I have laughed so hard with another friend that we've thought we really might have "busted" the proverbial gut and might have to make a run to the emergency room. I also think of her every time I peel cucumbers or carrots, picturing her graceful stance at the cutting board, carefully and deliberately preparing salad to share with visitors. But in that gracious and abundant offering of salad there was a dash of hilarity when once it was asked if Godzilla would be joining us for salad.

There's the group of four, who making our way through the dim, vast tunnels of Gibraltar came to be known as The Unit. We've been stranded on a train in France after national news making catastrophic train failure. We've found ourselves not speaking to each other when, during an episode in our relationship lovingly referred to as "The Madrid Moment," we'd found ourselves on the wrong train in Madrid on the infamous seventh day of travel together ... the day all travelers grow to hate their travel companions no matter how much love is there. Y'all, we know who we are.
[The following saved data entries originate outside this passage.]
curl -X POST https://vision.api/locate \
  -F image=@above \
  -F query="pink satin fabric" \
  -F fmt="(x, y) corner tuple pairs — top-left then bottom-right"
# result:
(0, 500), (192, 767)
When I say "we gave our dog away at a Strawberry Plains gas station," there are new friends who know the rest of the miraculous story. Elton John sing-alongs around the piano in the 1970"s? You definitely know who you are! And, a forever sister despite divorce binds us as Heart Sisters with a saga all our own.

I revisit these stories as often as I revisit these friends. These stories, all our stories, are the threads that stitch us together. We've got to tell our stories, then retell them again to savor and set in a firm foundation of friendship.  Because of that revisiting, I can say with accuracy that these friends know who they are to me. If they don't, I've got some visiting to do. You and yours, too.